Informational Interview with an Advocacy Lawyer at a Non-Profit

Many people do not realize the limitless career paths that a law degree can lead you, including advocacy within the nonprofit sector. Recently, I had the privilege of interviewing Diane Dauplaise, a Staff Attorney at Network For Victim Recovery (NVRDC) in Washington, D.C. NVRDC is a nonprofit organization dedicated to achieving justice for victims of all kinds of crimes in D.C. They empower victims through a persistent trajectory of legal services and advocacy. The organization works with law firms, businesses, community-based organizations, government agencies, and faith-based communities to achieve their goals in the pursuit of justice.

Background, Education, and Work Experience. Diane completed her undergrad at UConn in 2010 and graduated with her J.D. from UConn School of Law in 2014. Before her work with NVRDC, she represented victims of domestic violence in civil and criminal cases in the state of Connecticut, as well as injured workers in administrative hearings. Now, she represents victims in civil protection order proceedings, on-campus Title IX hearings, and criminal cases. 

The Value of Negotiation. In my interview with Diane, she talked about her interest in law. During her undergrad years, she worked with Habitat for Humanity and used her knowledge of the Spanish language to advocate for Spanish-speaking communities. After graduating from UConn, she worked as a paralegal to get a feel for working in law. She has worked for NVRDC for two years now, and she says that her favorite part about working there is her awesome team; she loves the collaborative culture that her team creates and their dedication to their work. Diane says that an important skill she has learned in her work as an attorney has been negotiation. She mentioned how negotiation is portrayed poorly in the media, which distorts our view of what it entails – listening to your peers. This is a large part of what she does daily: getting on the phone with the prosecution and defense teams and negotiating with members of all parties to produce an outcome that benefits her client. She says that her job is about pitching an idea that benefits everyone and “selling” a resolution to a problem. 

Obstacles in Achieving Justice. When I asked her about the challenges she faces within her career, she mentioned the vulnerable population she works with. Working for a nonprofit that supports victims of crime has given her the ability to see the disproportionate resources provided to underrepresented individuals. This can sometimes act as an obstacle in achieving equal justice due to the inherent racism and classicism she encounters within the criminal justice system.

Advice to Current Students. Finally, I asked her what advice she has for students who may be considering a career in her field. Her response: be more stubborn and work hard to get what you want. She says that all of her colleagues who have had success within their careers were relentless with their internship and job negotiation. She advises that “Once you learn what it is you want to do, plant yourself there.” Don’t take no for an answer. Take advantage of the resources you are offered as a student and citizen. She advocates for observing cases at public courthouses, shadowing people you know who work in the law industry, and finding any way to expose yourself to law. This is a great way to demonstrate initiative when searching for internships and jobs. 

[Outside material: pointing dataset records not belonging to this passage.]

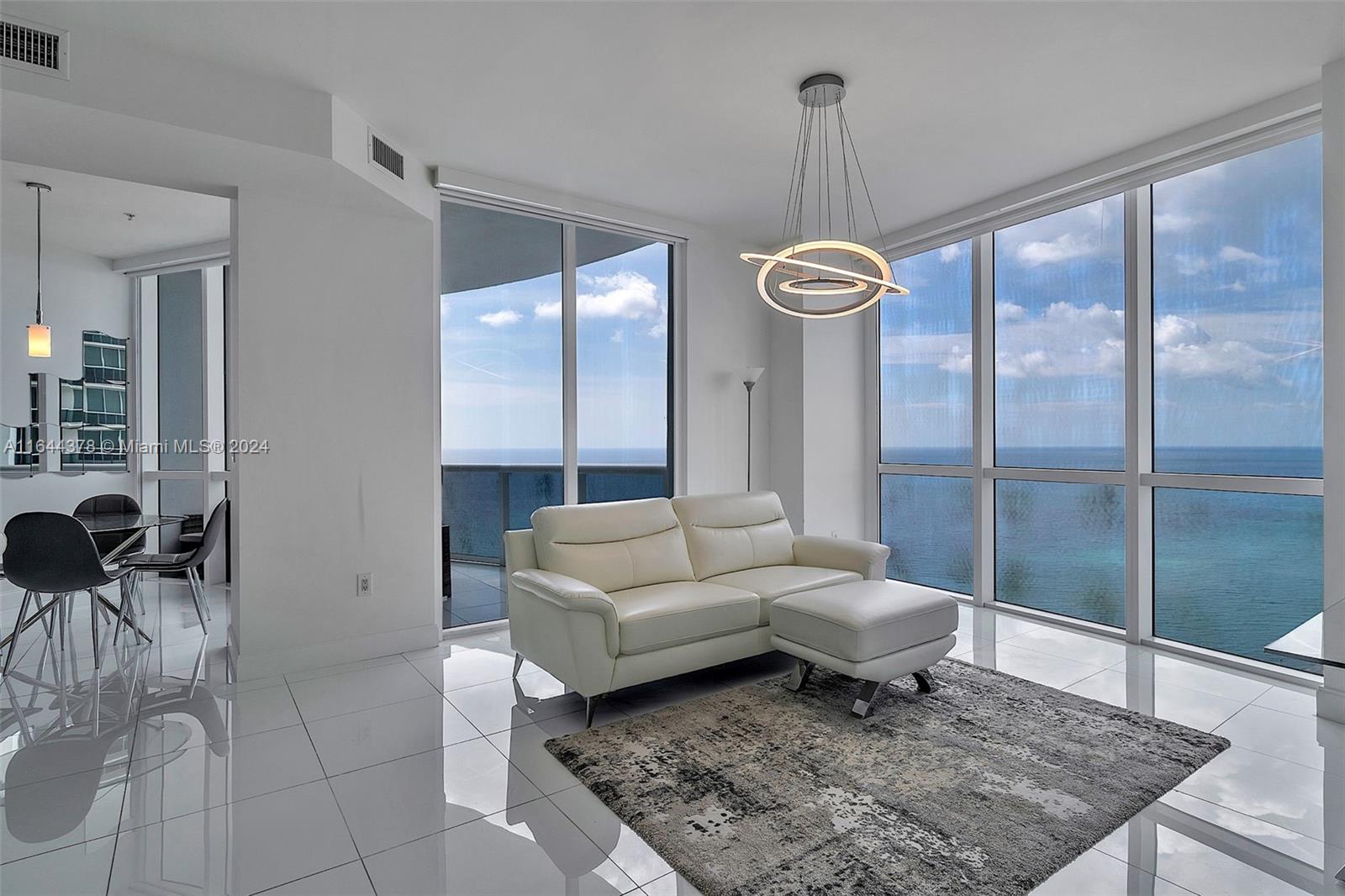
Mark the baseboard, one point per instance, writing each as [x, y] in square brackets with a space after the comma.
[330, 653]
[1331, 704]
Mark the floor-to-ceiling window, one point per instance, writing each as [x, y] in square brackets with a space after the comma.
[1114, 412]
[1237, 394]
[555, 381]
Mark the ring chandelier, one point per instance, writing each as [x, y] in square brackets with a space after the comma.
[845, 275]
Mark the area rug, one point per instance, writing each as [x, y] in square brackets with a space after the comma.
[989, 784]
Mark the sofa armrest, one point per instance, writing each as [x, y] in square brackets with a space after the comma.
[865, 557]
[572, 595]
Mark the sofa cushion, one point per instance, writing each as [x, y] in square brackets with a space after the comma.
[861, 620]
[725, 533]
[770, 582]
[672, 614]
[614, 546]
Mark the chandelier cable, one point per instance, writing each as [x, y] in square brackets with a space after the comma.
[858, 166]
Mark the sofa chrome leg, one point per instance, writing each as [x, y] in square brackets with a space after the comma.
[802, 670]
[591, 704]
[864, 705]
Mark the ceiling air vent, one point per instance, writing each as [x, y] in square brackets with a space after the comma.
[34, 47]
[383, 156]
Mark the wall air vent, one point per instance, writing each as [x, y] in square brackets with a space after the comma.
[383, 156]
[34, 47]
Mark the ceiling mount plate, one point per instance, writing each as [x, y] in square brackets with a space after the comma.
[822, 91]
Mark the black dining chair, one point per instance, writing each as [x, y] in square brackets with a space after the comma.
[116, 505]
[54, 555]
[187, 561]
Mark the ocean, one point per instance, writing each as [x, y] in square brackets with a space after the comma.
[1232, 571]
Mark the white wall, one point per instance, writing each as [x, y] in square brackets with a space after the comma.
[80, 293]
[728, 329]
[820, 424]
[331, 365]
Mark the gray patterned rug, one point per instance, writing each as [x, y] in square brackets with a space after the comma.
[989, 784]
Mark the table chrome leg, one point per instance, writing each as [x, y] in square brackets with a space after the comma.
[93, 620]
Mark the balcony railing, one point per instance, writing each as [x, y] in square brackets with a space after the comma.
[483, 501]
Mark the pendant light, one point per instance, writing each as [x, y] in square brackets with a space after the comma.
[40, 335]
[833, 275]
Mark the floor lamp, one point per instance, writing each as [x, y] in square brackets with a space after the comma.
[750, 378]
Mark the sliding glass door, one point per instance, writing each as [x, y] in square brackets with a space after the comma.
[555, 382]
[1114, 412]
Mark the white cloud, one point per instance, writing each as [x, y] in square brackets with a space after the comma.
[502, 318]
[958, 360]
[1190, 266]
[1174, 222]
[1063, 248]
[1066, 340]
[1234, 253]
[625, 293]
[1184, 349]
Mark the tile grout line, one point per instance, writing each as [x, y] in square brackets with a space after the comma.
[333, 791]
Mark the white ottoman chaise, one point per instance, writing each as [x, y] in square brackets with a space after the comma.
[869, 630]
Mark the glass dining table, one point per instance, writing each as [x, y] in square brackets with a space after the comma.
[132, 526]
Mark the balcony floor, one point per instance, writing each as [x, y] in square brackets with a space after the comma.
[477, 595]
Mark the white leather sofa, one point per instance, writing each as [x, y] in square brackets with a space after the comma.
[605, 596]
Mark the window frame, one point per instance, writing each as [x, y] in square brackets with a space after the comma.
[1138, 477]
[571, 222]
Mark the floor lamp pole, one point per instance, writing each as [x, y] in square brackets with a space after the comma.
[750, 432]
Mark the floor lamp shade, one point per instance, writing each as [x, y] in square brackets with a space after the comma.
[750, 378]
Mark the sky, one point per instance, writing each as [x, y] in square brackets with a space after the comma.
[501, 365]
[1237, 322]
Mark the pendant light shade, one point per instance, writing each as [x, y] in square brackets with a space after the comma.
[833, 275]
[40, 340]
[40, 335]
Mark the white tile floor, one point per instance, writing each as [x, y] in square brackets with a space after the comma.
[425, 772]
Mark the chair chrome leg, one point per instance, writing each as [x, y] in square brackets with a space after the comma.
[802, 672]
[93, 620]
[18, 625]
[864, 705]
[195, 599]
[198, 593]
[121, 615]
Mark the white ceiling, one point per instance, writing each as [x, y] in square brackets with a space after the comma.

If you are interested in a specific industry, field of work, or business – find an individual within that job sector and conduct an informational interview with them. Informational interviews are a great tool when researching jobs and career paths. They are a resourceful way to discover what it may be like to work in a particular field. They provide an opportunity for you to ask any sorts of questions that may aid you in furthering your understanding of different careers.